Une réflexivité tournée sur soi et ses outils

L’approche du terrain la plus appropriée suppose d’être ouvert et réflexif sur l’existence de différents modes d’interprétation du matériel empirique, ce qui est plus important que le fait de donner des réponses absolues. Les résultats empiriques ne parlent pas pour eux-mêmes, mais peuvent être interprétés et évalués de manières très différentes (Alvesson & Billing, 1997, p. 153). Celles-ci passent par la prise en compte de l’importance du langage et de la nécessité d’alterner entre des vocabulaires différents en adoptant une approche trans-disciplinaire (Alvesson & Billing, 1997, p. 49), mais aussi par la prise en compte de la dimension politique et idéologique du problème, ainsi que des apports des théories post-modernes sur « comment éviter le piège des généralisations sans substance ».

La dimension réflexive s’est avérée importante dans toutes les étapes du cheminement non linéaire de la recherche, supposant des allers et retours entre la théorie et le terrain. D’ailleurs, selon Loft (1992), l’étude du genre demande une considération de nos propres positions et actions et non pas seulement de celles de nos sujets de recherche. Une démarche réflexive suppose l’adoption d’une posture réfléchie qui tourne le chercheur vers lui-même, et une attention spéciale au processus d’interprétation pour rendre compte du fait que la réalité est construite et que les données sont dépendantes de la théorie (Alvesson & Skoldberg, 2000, p. 5).

L’écriture et la compréhension du terrain n’ont pas été difficiles seulement à cause du fait que je pensais dans une langue et j’écrivais dans une autre, mais surtout à cause de mes propres idées reçues, croyances, stéréotypes qui façonnaient ma vision du monde. D’ailleurs, les chercheurs féministes ont attiré l’attention sur la nature sexué du processus de recherche, reconnaissant que les créateurs de savoir sont sexués et en conséquence le savoir généré l’est aussi (Acker, 1990 ; Calas & Smircich, 1996).

Pour ma part, je pense avoir réussi grâce à ce voyage et aux rencontres que j’ai faits, de me comprendre mieux moi-même en tant que femme et professionnelle. J’ai appris à exercer la réflexivité et, en l’exerçant, à reconnaître des écueils tel que l’essentialisme. La réflexivité est considérée par certains chercheurs comme le critère principal de validation de la recherche interprétative (Alhteide & Johnson, 1994 ; Nadin & Cassell, 2006). Elle est définie comme une modalité de « penser nos propres pensées » (thinking

about our own thinking) selon Johnson & Duberley (2003)96. Pendant cette recherche, j’ai appliqué une réflexivité plus élargie par rapport à la définition d’au dessus. Ainsi, je n’ai pas seulement appliqué la réflexivité à mes propres méthodes et interprétations, mais aussi à moi-même comme individu qui se raconte lui-même à travers ses interprétations du terrain, à moi-même qui évolue pendant la recherche, à moi-même qui ne suis pas la même qu’au début de cette recherche.
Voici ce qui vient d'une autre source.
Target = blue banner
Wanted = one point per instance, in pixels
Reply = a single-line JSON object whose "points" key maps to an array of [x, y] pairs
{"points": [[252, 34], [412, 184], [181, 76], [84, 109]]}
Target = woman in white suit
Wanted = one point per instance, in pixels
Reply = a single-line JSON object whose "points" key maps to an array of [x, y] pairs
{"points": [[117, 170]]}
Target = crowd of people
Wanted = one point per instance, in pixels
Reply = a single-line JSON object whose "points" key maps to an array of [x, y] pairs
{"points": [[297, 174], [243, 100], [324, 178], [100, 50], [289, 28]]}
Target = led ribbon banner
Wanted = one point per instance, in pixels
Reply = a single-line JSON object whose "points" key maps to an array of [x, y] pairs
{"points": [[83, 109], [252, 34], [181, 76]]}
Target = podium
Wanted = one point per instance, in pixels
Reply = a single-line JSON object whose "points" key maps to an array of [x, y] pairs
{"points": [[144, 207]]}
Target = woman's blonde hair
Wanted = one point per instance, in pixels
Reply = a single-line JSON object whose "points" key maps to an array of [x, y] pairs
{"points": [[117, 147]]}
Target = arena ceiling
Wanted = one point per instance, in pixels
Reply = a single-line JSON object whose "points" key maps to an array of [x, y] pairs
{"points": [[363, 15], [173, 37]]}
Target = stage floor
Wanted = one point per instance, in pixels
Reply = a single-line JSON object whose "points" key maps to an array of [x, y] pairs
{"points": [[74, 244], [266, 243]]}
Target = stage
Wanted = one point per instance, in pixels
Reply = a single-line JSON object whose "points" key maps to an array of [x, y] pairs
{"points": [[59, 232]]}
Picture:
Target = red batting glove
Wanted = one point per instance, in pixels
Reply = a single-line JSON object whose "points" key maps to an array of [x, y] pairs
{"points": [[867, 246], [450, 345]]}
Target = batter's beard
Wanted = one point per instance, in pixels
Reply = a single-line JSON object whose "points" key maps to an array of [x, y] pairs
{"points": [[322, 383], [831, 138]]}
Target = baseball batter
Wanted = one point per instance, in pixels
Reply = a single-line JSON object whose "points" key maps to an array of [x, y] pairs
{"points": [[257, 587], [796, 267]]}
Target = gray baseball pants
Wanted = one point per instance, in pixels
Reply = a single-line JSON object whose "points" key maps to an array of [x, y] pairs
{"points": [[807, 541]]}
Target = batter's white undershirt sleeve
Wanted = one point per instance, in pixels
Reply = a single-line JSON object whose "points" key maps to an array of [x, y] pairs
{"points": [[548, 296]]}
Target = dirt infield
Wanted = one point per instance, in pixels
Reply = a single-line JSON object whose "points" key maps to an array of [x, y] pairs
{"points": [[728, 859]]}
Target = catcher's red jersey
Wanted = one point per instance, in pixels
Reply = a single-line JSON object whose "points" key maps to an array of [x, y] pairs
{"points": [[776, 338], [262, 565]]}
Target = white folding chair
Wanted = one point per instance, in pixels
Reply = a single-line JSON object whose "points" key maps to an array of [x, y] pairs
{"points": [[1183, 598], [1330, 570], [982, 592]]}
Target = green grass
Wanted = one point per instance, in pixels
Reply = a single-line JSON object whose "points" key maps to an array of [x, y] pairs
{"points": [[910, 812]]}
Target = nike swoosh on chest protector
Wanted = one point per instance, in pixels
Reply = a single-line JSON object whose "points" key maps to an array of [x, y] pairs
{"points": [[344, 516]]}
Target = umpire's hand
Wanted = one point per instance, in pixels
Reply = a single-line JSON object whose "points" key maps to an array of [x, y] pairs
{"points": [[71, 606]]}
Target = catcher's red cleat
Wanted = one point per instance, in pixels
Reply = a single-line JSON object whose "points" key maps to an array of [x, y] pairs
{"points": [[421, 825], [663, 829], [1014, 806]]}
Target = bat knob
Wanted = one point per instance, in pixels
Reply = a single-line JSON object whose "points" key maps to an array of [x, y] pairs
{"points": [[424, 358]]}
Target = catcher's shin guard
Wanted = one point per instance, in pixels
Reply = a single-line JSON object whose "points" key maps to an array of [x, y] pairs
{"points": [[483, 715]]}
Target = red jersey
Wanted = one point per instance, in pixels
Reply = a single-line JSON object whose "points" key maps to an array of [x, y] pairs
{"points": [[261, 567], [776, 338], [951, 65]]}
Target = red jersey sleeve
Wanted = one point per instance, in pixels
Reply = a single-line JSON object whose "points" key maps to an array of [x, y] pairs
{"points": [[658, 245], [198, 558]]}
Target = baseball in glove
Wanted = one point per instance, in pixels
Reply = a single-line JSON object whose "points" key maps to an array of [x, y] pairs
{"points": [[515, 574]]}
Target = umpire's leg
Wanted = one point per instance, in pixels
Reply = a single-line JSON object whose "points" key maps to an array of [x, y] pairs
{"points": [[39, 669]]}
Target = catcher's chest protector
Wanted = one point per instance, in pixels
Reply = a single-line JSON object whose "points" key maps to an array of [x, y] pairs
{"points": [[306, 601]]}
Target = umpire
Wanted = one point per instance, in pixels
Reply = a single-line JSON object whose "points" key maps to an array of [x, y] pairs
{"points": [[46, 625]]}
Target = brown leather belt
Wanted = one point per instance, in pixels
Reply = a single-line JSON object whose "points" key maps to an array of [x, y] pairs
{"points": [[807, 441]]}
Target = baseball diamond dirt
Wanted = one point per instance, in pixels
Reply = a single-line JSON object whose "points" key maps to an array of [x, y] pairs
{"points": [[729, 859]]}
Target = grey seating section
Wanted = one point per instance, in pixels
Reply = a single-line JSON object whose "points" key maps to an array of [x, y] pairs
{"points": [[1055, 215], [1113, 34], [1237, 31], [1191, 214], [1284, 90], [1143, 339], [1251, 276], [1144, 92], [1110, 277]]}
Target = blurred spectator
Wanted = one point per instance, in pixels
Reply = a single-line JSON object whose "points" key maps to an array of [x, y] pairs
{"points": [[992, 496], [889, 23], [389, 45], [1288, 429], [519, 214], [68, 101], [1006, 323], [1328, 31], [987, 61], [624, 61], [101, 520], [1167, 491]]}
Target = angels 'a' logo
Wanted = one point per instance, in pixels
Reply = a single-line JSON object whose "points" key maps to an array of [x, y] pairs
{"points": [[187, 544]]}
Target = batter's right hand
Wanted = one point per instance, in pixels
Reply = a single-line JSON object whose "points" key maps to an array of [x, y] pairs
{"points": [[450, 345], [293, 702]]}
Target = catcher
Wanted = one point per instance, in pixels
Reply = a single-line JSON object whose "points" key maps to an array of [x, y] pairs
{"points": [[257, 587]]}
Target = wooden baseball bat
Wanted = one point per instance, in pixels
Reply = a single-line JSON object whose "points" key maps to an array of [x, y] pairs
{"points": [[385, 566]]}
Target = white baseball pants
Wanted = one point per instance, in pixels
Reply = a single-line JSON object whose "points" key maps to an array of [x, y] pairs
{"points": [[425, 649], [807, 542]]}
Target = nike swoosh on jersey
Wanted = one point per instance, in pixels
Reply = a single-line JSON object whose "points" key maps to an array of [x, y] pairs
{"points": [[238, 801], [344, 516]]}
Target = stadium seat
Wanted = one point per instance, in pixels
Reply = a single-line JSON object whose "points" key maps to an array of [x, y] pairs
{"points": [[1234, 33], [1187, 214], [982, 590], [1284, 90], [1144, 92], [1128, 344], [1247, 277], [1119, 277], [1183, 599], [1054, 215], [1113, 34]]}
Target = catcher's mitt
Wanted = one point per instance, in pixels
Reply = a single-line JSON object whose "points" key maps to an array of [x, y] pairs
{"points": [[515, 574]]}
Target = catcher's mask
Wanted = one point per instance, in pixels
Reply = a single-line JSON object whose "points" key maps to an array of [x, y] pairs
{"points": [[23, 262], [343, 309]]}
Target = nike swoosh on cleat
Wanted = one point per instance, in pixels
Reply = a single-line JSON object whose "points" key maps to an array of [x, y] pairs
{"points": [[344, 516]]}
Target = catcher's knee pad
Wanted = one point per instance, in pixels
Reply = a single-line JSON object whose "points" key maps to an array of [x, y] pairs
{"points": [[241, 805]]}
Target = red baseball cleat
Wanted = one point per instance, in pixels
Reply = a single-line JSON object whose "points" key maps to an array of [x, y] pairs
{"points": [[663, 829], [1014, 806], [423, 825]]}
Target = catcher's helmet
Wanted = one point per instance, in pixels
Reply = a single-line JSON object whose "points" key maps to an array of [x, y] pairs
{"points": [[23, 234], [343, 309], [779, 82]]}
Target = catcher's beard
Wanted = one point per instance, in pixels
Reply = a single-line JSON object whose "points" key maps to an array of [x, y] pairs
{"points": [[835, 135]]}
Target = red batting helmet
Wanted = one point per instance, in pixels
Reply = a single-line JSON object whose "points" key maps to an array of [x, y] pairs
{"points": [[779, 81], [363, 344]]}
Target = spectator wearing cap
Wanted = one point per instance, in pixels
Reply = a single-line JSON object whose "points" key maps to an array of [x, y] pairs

Adopter une approche réflexive a été en fin de compte une manière d’aller plus loin dans l’analyse des entretiens tout en exposant le cheminement de ma pensée. La subjectivité a joué un rôle important tout au long de ce parcours comme la seule manière pour donner de la validité à ma recherche dès que je suis sortie des sentiers battus de la grounded theory. En dépit de la valeur ajoutée apportée par l’intégration de la subjectivité dans la recherche, mon approche reste critiquable par un certain nombre de chercheurs, surtout d’orientation positiviste. Afin de balancer ces critiques, mais surtout parce que ma méthodologie l’imposait, j’ai adopté une démarche de transparence qui consiste à fournir aux lecteurs les traces de ma pensée. Au manque de transparence méthodologique affiché par certaines recherches en sciences de gestion juste à cause du fait qu’elles se limitent à suivre des méthodologies académiquement ‘approuvées’, j’ai opposé une méthodologie réflexive qui est réactive, adaptative et transparente.